Look in the appendices of prior work where the goal is to prove an upper bound on a certain average load. Here you see a depiction of the argument one needs. In our case we can just skip the whole argument. If the bound we need does not hold, we are already done by large job magic. This of course not only circumvents a very complicated argument,
it actually vastly improves the competitive ratio of our algorithm. There is another subtle use of large job magic which I'm not going to get into here. The final way we profit from random order arrival is what I want to term oracle-like properties. If you look at adversarial algorithms, they maintain a lower bound for OPT at time t,
an estimate of OPT. Now improving the quality of this lower bound will unsurprisingly also improve the competitive ratio. And if they can estimate OPT substantially better, then they should also perform better, all other things being equal. Interestingly, contemporary work in the adversarial model only uses one value for the lower bound,
the famous average load. Not that they did not know any better values, they just could not prove them to be useful. Consider in particular the largest job seen so far. Including the size of the largest job seen so far into the local lower bound on the optimal makespan is useless,
if worst case sequences tend to order their jobs by increasing processing times anyway. Yeah, this is a wrap. This of course is where we come in. In fact, just including the bound of the largest job seen so far can immediately improve classical adversarial algorithms. They should get a competitive ratio slightly below 1.9,
but still not beating the general lower bound for adversarial algorithms. And of course, this ratio should only hold an expectation, not abide to our much stronger measure of nearly competitiveness. Now, lifting this result and improving compatibility further does require all we have got.

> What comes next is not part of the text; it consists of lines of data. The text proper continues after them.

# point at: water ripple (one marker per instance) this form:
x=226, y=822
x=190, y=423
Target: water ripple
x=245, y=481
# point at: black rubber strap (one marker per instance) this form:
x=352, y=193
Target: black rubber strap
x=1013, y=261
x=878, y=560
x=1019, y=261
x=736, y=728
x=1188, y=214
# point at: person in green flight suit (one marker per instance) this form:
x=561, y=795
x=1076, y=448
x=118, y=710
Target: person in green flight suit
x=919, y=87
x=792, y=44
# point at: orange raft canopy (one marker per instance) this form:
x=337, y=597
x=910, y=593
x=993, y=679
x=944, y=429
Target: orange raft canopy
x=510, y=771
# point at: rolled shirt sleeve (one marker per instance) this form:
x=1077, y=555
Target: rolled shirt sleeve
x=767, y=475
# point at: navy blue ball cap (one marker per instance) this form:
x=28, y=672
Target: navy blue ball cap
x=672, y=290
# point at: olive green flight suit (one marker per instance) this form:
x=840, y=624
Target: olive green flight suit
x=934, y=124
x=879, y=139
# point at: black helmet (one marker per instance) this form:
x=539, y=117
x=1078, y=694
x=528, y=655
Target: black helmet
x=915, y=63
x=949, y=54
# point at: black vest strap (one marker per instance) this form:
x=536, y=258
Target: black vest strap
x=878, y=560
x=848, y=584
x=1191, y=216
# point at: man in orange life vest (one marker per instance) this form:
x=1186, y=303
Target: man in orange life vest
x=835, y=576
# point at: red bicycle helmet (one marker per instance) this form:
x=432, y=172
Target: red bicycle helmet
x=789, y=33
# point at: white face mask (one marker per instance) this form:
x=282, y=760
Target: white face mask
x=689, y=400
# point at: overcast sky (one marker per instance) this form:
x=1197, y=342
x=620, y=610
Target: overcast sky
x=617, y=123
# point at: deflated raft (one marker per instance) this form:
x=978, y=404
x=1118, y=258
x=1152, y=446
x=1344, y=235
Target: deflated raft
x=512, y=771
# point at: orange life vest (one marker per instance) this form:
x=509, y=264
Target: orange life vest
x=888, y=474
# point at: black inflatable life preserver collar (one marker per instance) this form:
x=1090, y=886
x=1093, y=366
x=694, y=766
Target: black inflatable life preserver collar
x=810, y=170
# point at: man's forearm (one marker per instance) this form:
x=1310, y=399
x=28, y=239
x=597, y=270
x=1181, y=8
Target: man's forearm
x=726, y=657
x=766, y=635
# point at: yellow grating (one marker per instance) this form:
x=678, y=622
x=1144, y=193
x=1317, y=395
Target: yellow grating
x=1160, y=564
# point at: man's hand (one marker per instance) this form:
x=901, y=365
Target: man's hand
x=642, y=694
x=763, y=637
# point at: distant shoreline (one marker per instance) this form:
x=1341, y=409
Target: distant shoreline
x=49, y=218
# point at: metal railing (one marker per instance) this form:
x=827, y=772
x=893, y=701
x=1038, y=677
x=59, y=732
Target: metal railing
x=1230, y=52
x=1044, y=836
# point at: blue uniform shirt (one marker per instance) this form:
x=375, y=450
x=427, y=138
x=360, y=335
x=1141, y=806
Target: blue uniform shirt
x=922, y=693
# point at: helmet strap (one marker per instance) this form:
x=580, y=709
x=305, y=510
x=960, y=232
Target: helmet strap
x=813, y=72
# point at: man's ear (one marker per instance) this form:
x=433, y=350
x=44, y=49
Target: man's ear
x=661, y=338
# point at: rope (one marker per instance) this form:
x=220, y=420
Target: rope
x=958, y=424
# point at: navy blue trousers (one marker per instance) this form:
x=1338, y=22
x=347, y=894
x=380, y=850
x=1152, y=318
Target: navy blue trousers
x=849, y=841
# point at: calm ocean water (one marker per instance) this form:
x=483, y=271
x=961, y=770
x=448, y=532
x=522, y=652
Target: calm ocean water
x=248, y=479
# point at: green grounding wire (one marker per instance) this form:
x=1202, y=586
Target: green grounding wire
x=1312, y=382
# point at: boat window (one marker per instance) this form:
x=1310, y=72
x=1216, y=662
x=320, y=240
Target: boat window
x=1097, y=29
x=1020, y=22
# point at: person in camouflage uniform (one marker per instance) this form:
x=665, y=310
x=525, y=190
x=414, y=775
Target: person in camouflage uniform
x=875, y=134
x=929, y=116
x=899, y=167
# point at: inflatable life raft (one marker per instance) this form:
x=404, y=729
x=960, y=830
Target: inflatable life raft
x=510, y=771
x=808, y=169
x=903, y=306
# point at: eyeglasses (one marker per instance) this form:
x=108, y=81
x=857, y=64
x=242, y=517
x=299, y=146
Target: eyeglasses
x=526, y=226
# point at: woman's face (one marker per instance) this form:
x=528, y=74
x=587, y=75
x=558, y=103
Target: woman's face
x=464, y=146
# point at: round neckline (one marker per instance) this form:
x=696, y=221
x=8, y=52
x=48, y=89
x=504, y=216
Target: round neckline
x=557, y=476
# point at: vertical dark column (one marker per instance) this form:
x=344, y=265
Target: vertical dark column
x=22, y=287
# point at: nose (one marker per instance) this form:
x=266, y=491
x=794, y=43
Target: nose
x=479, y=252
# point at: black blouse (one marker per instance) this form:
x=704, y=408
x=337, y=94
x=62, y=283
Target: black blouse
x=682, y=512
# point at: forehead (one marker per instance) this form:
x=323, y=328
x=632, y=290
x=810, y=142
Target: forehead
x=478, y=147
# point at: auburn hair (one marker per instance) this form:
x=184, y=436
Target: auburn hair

We have to first of all include a third lower bound. Secondly, we need to sample a third machine. The most recent adversarial algorithms tend to sample two machines, as is depicted on the bottom. And we actually need to sample a third one. And we need a very interesting use of large job magic.
Now, the details go beyond this talk, but it leads to the following risky protocol cycle. The value Pm plus one, the size of the m plus one, the largest job, is a value very common in analysis. Commonly, the challenge of every adversarial analysis is to prove that this value is sufficiently large.
Now, the value Ph works as a sort of oracle, in the way that it is available to the online algorithm at the right time with very high probability. By classical analysis then, a large value of Ph will immediately lead to a large value of Pm plus one. By an interesting use of large job magic, this can be reversed.
In fact, this large bound on Pm plus one will ensure an even larger bound on Ph. We can run through this cycle till Ph is huge, giving a constant approximation of Opt and working in some sort of weak bin-stretching type of oracle. Now, of course, the details of this are beyond this talk.
But this is what we mean by the oracle-like properties, and they help a lot. So, this concludes the talk. Let me briefly summarize how random order arrival helps. First of all, there is the load lemma, relating algorithmic and probabilistic properties.
Second, large job magic allows us to get jobs for free in ways which would be unthinkable in adversarial settings. Finally, there are oracle-like properties, which gives the setting a very subtle taste of semi-online scheduling, albeit the taste is really subtle.
With this being said, I hope you enjoyed my talk, and thank you for your attention.